The Chicontepec Paleochannel contains unconventional tight oil shaly sandstone reservoirs also characterized by natural fractures. Chicontepec ranks as a giant reservoir with volumes of Original-Oil-in-Place (OOIP) ranging between 137,300 and 59,000 MMbbls (Guzman, 2019). Although the cumulative oil is significant (440.38 MMbbls) it only represents 0.32 to 0.75% of the OOIP. The objective of this study is developing a new characterization methodology with a view to increase oil recovery from Chicontepec. OOIP in Chicontepec paleochannels was estimated originally at 137,300 MMbbls. Despite several studies using state of the art methodologies, contracting major oil field services companies to test new technologies, and significant investments, the OOIP was decreased recently to 59,000 MMbbls due to lack of any significant success on the implemented projects.

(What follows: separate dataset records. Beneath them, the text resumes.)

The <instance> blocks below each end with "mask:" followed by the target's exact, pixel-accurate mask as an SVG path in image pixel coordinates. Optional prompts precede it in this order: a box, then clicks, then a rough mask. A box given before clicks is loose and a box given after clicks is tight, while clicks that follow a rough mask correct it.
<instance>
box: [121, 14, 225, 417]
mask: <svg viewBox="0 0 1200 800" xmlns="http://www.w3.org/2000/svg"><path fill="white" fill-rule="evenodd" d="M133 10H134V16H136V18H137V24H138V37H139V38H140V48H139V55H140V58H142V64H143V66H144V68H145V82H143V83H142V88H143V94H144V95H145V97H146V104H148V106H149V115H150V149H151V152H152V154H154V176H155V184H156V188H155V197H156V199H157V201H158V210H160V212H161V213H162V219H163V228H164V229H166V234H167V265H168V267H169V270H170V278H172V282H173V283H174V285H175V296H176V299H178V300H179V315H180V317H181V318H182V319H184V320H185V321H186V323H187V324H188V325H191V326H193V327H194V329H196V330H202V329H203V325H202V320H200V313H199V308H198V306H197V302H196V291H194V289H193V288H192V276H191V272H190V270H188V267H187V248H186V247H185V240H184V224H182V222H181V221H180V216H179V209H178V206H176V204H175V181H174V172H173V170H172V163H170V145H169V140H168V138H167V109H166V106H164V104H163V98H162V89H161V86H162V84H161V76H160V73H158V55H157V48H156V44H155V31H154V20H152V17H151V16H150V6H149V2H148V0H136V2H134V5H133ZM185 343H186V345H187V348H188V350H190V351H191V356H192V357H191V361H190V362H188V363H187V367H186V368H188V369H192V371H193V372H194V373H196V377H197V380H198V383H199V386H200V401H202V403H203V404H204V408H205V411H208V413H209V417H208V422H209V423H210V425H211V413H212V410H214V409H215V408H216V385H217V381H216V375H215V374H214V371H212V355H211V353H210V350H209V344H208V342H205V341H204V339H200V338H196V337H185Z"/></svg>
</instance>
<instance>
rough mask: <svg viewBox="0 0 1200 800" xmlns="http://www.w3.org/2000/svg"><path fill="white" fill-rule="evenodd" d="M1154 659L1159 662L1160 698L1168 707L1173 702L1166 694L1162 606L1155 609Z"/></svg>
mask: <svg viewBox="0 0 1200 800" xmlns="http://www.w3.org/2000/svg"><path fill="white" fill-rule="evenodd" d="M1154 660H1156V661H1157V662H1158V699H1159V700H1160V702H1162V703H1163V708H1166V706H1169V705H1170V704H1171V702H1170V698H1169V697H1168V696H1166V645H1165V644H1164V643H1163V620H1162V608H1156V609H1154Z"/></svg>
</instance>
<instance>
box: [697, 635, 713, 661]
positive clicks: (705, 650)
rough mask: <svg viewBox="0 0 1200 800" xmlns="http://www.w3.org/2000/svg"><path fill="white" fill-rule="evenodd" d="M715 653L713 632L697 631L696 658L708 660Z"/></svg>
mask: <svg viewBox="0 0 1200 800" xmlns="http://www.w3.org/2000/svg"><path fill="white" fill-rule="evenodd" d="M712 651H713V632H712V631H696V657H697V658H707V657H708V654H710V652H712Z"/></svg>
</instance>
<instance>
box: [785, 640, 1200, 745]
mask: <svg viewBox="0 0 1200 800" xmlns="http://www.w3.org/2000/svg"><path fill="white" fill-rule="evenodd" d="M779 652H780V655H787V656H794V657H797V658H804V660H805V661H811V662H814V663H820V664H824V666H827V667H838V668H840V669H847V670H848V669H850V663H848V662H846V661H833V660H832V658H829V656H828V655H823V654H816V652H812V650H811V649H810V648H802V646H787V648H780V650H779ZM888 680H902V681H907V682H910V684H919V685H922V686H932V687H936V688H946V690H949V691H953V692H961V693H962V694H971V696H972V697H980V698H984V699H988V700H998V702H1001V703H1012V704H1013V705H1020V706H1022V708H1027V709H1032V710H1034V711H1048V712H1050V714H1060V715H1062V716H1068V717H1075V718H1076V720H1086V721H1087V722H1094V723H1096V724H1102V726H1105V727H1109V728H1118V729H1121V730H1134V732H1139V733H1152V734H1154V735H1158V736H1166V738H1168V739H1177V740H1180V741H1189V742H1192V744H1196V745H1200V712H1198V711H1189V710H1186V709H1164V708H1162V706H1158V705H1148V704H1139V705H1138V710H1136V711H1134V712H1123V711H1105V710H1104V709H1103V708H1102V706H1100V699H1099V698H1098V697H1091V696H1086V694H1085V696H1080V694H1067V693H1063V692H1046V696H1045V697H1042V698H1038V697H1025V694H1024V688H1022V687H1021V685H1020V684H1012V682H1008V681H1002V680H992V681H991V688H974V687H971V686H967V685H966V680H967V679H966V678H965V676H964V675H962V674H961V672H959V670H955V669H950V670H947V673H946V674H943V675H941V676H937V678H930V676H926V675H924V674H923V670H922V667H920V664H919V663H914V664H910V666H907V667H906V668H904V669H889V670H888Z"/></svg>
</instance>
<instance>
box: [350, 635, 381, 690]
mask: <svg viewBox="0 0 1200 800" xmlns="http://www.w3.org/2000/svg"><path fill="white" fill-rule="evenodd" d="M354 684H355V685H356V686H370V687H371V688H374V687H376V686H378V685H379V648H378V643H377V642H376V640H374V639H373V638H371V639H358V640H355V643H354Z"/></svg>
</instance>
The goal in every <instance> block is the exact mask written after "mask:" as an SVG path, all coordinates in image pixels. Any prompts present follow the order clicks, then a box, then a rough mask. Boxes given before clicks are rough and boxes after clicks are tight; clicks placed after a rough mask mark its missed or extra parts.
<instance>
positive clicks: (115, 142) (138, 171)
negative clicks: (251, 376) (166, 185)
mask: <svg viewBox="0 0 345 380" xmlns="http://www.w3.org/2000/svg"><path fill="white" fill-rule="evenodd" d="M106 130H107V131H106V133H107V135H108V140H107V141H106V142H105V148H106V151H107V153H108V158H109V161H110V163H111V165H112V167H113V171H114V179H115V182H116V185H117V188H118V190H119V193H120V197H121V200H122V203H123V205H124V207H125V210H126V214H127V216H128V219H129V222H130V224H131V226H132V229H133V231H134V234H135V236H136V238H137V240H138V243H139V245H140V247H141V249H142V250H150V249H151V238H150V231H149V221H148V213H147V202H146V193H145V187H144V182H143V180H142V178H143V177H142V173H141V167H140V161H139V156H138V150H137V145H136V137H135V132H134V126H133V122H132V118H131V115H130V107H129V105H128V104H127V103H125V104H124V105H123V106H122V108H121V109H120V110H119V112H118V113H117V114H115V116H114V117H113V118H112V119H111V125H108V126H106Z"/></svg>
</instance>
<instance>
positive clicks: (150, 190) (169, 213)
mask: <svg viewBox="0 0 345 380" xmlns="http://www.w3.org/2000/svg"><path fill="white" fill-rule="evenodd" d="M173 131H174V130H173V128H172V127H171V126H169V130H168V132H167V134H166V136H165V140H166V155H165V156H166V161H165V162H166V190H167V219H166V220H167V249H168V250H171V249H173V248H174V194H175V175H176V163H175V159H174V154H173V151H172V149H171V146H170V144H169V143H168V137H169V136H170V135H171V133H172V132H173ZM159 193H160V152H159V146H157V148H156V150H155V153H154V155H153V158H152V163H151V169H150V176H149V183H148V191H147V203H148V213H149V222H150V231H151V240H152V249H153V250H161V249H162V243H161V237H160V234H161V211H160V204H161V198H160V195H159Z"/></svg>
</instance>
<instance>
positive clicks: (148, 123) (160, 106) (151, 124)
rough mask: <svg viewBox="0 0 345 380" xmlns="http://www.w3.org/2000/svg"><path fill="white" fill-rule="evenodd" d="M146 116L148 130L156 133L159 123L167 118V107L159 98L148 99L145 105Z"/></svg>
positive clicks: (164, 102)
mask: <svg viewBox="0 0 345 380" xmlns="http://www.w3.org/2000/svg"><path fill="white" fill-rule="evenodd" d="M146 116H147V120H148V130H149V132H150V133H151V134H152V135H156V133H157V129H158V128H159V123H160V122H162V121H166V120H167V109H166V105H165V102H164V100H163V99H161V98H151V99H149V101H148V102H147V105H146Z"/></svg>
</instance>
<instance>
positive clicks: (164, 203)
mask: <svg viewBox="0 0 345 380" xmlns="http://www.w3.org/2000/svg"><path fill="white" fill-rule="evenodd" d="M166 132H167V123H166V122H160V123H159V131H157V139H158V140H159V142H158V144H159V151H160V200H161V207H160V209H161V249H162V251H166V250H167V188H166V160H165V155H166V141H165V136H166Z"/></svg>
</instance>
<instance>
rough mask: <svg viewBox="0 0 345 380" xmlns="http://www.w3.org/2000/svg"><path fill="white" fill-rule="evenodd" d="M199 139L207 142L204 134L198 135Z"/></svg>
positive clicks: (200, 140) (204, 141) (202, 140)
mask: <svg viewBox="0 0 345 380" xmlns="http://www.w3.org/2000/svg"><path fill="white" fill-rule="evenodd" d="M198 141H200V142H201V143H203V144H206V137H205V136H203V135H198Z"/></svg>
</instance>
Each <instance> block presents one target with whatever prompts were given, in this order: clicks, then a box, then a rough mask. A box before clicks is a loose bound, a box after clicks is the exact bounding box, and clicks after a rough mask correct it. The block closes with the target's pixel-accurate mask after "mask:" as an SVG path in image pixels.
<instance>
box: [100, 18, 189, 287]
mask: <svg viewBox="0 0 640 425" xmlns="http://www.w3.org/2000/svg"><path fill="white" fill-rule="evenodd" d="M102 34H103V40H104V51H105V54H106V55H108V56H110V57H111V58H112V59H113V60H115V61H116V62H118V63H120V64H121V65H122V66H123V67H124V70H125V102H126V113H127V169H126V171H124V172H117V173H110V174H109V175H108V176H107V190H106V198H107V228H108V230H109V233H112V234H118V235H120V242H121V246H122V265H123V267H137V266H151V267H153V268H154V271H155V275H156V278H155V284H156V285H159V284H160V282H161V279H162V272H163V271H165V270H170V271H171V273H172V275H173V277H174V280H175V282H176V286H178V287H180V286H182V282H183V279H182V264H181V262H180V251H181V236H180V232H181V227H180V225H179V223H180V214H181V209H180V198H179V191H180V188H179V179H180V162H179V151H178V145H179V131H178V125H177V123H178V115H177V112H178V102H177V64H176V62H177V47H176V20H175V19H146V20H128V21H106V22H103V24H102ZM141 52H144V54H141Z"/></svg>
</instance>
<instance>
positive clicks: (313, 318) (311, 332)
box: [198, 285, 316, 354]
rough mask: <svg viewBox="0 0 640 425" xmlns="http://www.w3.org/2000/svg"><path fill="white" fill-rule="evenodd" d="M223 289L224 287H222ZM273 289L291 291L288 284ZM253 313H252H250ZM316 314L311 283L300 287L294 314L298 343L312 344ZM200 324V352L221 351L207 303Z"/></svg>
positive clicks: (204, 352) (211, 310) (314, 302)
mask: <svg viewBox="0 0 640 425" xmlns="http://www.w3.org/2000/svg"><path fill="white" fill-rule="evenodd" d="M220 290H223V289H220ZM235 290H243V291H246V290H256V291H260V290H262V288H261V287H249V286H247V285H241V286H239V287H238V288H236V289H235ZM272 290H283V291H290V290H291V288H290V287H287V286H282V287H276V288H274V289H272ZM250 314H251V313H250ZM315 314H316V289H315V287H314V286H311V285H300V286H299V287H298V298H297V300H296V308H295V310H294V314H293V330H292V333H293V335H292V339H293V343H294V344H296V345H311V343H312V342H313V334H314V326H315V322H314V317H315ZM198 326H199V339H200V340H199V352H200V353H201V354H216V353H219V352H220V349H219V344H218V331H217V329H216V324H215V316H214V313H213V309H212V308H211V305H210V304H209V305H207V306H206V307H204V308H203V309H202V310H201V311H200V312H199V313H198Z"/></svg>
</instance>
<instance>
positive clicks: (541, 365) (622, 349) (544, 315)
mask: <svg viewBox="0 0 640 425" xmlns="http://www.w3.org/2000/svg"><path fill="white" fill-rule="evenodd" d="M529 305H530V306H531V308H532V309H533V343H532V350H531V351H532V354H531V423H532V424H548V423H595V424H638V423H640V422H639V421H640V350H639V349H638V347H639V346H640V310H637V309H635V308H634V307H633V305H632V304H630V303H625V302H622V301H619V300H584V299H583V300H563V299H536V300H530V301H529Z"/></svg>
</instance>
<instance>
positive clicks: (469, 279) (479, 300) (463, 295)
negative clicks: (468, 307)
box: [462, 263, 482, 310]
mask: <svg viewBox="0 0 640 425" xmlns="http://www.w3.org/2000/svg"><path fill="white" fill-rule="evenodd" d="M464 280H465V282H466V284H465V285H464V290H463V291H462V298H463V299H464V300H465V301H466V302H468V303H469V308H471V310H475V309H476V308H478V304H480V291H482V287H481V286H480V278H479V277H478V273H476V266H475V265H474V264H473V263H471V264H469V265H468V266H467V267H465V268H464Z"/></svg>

This study shows that the key to success is understanding the contribution of natural fractures. This is demonstrated with a new dual porosity petrophysical model for naturally fractured laminar shaly sandstone reservoirs developed in this study. The model assumes that matrix and fractures are in parallel. Laminar shaliness is handled with a parameter (Alam) that is a function of true and shale resistivities, and fractional shale volume.

The methodology integrates data from observations in outcrops, quantitative evaluation of cores, well logs and actual production data. Past Chicontepec studies have assumed that the porosity exponent (m) in Archie and shaly sandstone equations, is constant. However, core studies indicate that Chicontepec m values become smaller as porosity decreases. The proposed dual porosity petrophysical model, when applied to actual Chicontepec wells, matches properly the laboratory values of m, and generates results that compare well with actual production data, e.g., the larger the value of fracture partitioning the larger is the cumulative oil production. Pattern recognition allows estimating fracture intensity with a partitioning coefficient, which is calculated as the ratio of fracture porosity to total porosity.

The novelty of this study is the development of a new petrophysical dual porosity model for naturally fractured shaly sandstone reservoirs that integrates variable values of m from cores, fracture intensity, and cumulative production of individual Chicontepec wells. Thirty-one wells have been evaluated with good results using the proposed model.